Socket creation in SerenityOS June 2, 2020 on tomleb's blog

I have been interested in SerenityOS, a graphical Unix-like operating system developed by Andreas Kling.

This blog post will dive in the internals of SerenityOS to look at the network stack and how a listening socket works. There will be a bit of assembly as well as c++.

Network in SerenityOS

There are two major parts to describe the network stack of SerenityOS. The first part is the socket syscall that is called from userland. The second part is the actual receiving of packets from the NIC. I will only cover briefly the first part and focus more on the second one because I find it more interesting. We will look at the source code at commit c00076de829bfb55a64816f53257ad0e641ccd05, which is the latest at the time of writing. Note that I am not the author of the code on this blogpost, but the contributors of SerenityOS are.

For the rest of this blog, we will look at a very simple example: a program creating a socket to receive UDP packets.

The socket syscall

When a program for SerenityOS calls the socket syscall, the function Process::sys$socket() is called from Kernel/Process.cpp. This creates a socket and adds it to the fds of the process.

int Process::sys$socket(int domain, int type, int protocol)
{
    ...
    auto result = Socket::create(domain, type, protocol);
    if (result.is_error())
        return result.error();
    auto description = FileDescription::create(*result.value());
    ...
    m_fds[fd].set(move(description), flags);
    return fd;
}

The type of socket created depends on the value of protocol. In the case of a UDP packet, the protocol will be AF_INET. This calls IPv4Socket::create() which itself calls UDPSocket::create() in Kernel/Net/UDPSocket.cpp. Finally, this calls a chains of constructors: UDPSocket, IPv4Socket and Socket.

IPv4Socket::IPv4Socket(int type, int protocol)
    : Socket(AF_INET, type, protocol)
{
    ...
    LOCKER(all_sockets().lock());
    all_sockets().resource().set(this);
}

In the IPv4Socket constructor, the socket is added to a global list of sockets. We will be able to find that socket from the port number later when we receive packets from the NIC. Also, among other things, the receive buffer is initialized. This is used later to give access to packets in userspace. Now that we have a socket to receive packets for the process, let’s see all the work that is done to receive packets from the NIC. The more interesting part (to me anyway)!

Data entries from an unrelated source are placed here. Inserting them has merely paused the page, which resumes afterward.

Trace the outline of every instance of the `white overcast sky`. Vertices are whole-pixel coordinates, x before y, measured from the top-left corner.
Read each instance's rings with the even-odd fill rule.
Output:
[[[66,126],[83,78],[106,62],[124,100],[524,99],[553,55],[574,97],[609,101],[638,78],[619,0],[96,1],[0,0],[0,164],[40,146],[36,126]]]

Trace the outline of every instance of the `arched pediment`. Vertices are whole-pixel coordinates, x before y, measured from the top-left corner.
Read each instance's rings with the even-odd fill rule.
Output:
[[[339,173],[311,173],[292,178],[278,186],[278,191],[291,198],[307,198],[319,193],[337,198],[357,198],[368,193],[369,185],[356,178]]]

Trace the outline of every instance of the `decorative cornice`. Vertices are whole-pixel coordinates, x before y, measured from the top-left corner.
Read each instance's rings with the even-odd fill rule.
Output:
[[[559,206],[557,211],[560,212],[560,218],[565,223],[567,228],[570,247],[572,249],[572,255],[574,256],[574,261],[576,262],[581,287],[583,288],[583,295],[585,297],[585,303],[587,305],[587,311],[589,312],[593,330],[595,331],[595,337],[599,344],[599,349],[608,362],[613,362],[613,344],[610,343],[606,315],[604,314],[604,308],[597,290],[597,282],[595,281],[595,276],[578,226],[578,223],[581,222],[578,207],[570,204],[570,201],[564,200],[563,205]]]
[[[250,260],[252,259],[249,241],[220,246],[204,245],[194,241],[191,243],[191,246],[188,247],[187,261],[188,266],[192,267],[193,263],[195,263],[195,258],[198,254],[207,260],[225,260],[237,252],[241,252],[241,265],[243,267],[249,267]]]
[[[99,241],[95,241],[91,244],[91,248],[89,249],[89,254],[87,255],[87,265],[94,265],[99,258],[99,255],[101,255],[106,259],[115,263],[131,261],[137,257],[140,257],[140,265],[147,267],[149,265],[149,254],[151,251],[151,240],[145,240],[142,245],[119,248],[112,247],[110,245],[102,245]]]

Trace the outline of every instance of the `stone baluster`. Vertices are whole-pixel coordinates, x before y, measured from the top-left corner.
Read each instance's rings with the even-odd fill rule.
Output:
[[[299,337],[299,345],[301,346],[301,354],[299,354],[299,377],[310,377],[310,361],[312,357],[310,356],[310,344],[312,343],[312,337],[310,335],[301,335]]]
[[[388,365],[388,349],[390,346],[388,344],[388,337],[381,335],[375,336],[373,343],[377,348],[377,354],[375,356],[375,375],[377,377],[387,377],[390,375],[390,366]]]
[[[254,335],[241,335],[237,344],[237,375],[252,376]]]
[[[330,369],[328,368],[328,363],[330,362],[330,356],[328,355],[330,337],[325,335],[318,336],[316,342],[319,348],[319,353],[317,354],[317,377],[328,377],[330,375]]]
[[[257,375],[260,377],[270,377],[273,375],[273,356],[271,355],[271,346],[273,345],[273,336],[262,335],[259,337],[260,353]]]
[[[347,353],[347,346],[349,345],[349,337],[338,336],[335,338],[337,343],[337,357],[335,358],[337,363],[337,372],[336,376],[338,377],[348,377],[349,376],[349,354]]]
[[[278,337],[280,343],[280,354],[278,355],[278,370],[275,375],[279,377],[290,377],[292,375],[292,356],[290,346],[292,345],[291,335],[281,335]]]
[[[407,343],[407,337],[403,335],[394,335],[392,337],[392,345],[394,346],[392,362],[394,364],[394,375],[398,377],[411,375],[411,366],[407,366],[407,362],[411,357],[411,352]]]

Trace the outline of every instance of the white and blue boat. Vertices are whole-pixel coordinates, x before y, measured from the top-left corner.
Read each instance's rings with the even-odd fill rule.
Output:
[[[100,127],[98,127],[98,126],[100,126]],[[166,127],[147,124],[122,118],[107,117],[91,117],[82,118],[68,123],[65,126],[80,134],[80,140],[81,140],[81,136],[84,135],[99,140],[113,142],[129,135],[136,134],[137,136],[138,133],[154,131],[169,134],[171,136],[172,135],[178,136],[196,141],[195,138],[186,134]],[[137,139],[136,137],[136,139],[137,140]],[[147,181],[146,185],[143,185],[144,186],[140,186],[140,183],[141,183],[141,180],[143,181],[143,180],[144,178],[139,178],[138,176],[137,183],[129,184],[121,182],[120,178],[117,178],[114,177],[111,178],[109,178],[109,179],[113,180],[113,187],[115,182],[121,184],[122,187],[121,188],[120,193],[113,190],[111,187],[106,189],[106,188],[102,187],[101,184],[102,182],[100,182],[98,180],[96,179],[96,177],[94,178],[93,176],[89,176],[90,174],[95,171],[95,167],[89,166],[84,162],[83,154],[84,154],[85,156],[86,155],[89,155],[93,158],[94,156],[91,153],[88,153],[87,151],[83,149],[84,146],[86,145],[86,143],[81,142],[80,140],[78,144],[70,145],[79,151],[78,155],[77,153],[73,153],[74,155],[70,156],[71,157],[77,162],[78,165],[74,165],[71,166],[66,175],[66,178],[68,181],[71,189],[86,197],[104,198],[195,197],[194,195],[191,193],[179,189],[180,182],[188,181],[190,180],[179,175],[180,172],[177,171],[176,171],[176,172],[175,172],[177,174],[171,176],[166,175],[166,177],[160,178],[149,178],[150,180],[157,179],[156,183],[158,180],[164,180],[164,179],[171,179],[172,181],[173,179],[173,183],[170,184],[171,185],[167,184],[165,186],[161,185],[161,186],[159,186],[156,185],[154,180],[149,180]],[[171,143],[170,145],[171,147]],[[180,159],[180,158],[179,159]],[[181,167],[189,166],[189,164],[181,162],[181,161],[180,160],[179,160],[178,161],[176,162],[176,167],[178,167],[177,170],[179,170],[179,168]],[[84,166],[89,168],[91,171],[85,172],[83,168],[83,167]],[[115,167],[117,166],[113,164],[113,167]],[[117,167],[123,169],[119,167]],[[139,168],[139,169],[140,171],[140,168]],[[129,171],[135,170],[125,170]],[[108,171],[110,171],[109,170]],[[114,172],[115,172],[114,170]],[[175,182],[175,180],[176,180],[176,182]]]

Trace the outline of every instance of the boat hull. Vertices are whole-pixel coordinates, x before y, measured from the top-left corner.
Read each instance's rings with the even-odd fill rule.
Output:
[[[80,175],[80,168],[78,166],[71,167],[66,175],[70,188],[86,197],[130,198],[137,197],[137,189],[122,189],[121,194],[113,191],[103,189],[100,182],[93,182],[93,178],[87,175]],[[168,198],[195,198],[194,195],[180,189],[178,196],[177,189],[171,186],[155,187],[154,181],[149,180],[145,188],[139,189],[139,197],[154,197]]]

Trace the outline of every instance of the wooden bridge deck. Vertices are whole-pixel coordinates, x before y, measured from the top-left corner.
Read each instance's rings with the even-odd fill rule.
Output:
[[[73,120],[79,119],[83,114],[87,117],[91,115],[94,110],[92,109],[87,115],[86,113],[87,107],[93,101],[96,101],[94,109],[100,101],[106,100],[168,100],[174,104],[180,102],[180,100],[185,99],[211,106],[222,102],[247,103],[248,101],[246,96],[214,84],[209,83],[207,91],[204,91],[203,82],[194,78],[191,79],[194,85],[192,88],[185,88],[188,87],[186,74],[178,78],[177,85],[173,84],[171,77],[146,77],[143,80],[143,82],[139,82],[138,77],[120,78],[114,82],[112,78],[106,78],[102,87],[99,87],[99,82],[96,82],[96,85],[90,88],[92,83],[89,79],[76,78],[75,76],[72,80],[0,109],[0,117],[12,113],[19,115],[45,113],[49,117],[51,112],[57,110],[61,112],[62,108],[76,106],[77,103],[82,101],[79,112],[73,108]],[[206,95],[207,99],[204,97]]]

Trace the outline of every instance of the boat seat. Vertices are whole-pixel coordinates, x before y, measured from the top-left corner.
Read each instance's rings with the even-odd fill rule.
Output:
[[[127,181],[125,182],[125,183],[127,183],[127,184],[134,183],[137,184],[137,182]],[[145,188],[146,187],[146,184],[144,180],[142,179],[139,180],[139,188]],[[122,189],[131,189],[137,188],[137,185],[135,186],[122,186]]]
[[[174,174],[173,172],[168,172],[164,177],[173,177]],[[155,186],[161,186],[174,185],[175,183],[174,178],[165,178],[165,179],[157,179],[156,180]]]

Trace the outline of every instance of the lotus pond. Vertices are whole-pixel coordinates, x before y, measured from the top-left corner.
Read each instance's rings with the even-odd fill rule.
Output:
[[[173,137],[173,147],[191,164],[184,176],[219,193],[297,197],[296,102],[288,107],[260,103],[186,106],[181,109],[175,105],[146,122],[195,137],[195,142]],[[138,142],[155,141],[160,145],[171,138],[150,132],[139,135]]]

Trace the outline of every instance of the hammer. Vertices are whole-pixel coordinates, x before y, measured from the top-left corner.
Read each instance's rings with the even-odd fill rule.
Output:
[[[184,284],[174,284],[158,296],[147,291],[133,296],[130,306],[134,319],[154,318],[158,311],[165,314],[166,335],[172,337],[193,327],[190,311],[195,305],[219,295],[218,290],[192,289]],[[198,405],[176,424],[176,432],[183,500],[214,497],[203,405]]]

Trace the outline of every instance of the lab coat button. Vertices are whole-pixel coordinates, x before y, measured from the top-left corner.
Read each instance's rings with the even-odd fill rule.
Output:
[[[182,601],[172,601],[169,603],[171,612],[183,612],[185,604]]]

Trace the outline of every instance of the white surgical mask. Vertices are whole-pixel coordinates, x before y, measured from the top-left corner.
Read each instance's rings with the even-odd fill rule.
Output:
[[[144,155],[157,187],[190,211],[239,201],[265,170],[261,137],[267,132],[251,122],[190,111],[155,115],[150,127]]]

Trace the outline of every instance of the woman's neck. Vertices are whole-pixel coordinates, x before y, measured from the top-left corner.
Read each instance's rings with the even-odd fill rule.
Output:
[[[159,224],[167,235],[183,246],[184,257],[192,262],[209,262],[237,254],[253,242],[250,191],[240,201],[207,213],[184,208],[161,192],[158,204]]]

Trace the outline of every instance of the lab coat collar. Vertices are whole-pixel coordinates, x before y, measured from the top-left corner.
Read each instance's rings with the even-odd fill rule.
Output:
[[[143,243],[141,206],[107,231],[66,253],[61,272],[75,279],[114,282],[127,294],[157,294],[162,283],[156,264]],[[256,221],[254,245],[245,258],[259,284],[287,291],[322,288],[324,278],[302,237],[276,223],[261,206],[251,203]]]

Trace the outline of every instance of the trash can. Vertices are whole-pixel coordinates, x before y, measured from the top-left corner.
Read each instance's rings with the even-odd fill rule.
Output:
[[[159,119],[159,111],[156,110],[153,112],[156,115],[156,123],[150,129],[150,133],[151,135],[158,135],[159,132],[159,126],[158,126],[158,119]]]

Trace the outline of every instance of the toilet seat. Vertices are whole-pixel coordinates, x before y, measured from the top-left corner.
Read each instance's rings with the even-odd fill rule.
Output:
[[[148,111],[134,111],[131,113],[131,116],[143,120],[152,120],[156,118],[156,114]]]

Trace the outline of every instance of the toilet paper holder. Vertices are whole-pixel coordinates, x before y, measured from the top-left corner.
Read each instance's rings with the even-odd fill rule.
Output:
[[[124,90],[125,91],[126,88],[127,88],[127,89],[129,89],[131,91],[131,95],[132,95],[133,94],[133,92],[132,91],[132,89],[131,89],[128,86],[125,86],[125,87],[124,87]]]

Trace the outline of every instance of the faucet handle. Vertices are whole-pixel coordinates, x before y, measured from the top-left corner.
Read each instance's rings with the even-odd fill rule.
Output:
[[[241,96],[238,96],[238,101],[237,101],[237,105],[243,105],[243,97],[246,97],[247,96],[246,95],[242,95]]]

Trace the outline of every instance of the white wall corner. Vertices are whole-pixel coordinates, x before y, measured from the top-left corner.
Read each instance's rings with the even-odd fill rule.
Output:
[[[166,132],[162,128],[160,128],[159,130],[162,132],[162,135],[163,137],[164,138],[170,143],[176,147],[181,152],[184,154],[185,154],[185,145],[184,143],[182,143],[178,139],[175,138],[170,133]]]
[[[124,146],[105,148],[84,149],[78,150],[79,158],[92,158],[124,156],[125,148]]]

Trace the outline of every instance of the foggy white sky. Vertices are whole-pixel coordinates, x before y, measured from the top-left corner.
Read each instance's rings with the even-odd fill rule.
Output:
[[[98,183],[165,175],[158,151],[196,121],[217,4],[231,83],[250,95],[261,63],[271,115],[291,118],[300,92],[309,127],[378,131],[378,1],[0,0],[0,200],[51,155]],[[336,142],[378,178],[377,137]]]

Receiving packets from the NIC

There are a few steps to do before we can receive packets from the NIC. The operating system needs to detect and configure the card. It must also read its MAC address and configure interrupts to handle packet reception.

SerenityOS implements a driver for the e1000 ethernet card. This card is emulated by QEMU and you can see the source code here: hw/net/e1000.c. This seems to be a common card to support, since the page Intel Ethernet i217 on osdev.org contains code to make it work as well as a link to its datasheet.¹ Note that the e1000 card uses PCI bus to communicate with the operating system and uses the interrupt number 11.

During the first stage of boot, SerenityOS configures among other things the Interrupt Description Table (IDT), virtual memory and the PCI bus. The init() function eventually calls idt_init().

// Kernel/init.cpp
extern "C" [[noreturn]] void init()
{
    ...
    gdt_init();
    idt_init();
    ...
}

For all possible interrupts, an Interrupt Service Routine (ISR) is defined to handle events triggered by interrupts. Basically, when the interrupt 11 is triggered, the CPU will run the interrupt_11_asm_entry routine.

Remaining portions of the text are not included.